The US Supreme Court temporarily stayed on Thursday a lower court ruling which would have restricted the Biden administration’s ability to encourage social media platforms to remove content it considers misleading. The decision temporarily halts a July preliminary injunction imposed upon the Biden administration by a federal court in Louisiana.
In the Biden administration’s application for a stay, Solicitor General Elizabeth Prelogar challenged the standing of the Attorneys General of Missouri and Louisiana, who filed suit against the administration alleging that they violated First Amendment free speech protections under the US Constitution by “threaten[ing] and cajol[ing] social-media platforms for years…to suppress disfavored speakers, viewpoints, and content.”

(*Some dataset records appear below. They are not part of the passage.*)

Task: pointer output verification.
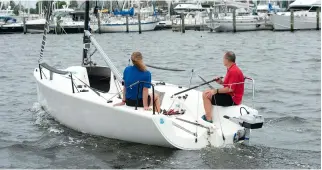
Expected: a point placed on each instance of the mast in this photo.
(85, 38)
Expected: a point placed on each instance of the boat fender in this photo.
(160, 83)
(248, 121)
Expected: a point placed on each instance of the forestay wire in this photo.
(46, 30)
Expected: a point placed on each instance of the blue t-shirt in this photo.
(131, 75)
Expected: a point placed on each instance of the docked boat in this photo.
(67, 20)
(83, 97)
(118, 23)
(35, 25)
(187, 7)
(10, 25)
(305, 16)
(245, 21)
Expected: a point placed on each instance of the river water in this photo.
(285, 65)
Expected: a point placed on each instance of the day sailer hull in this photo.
(89, 113)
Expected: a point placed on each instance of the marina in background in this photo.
(138, 16)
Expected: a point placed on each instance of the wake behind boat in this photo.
(83, 98)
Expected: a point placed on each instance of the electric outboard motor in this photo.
(248, 121)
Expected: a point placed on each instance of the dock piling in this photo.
(182, 23)
(318, 19)
(99, 22)
(127, 23)
(292, 20)
(139, 19)
(24, 25)
(234, 20)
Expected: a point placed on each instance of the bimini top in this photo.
(123, 12)
(300, 3)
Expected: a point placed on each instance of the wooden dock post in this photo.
(58, 27)
(99, 22)
(127, 23)
(234, 20)
(139, 19)
(24, 25)
(182, 23)
(318, 19)
(292, 20)
(210, 19)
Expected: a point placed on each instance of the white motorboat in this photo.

Prelogar also argued that the preliminary injunction goes against First Amendment protections as it applies to the administration. According to the administration’s application:
It is axiomatic that the government is entitled to provide the public with information and to “advocate and defend its own policies.” A central dimension of presidential power is the use of the Office’s bully pulpit to seek to persuade Americans – and American companies – to act in ways that the President believes would advance the public interest…of course, the government cannot punish people for expressing different views. Nor can it threaten to punish the media or other intermediaries for disseminating disfavored speech. But there is a fundamental distinction between persuasion and coercion.
The administration also indicated its intent to formally appeal the decision to the Supreme Court in October 2023. However, the temporary stay will only remain in place through September 22. The administration is permitted to file an extension of the stay, to possibly buy it more time to formally appeal the injunction to the Supreme Court.
Prior to the issuance of the Supreme Court’s stay, the US Court of Appeals for the Fifth Circuit affirmed in part the lower court’s decision. The court adopted the lower court’s reasoning that the social media platforms’ decisions to censor content were likely made at the partially out of fear of “adverse legal or regulatory consequences that could result from a refusal to adhere to the government’s directives.” However, the Fifth Circuit significantly reduced the reach of the lower court’s initial injunction, dismissing nine of the ten prohibitions set forth at the risk of them being “overbroad” and “duplicative.”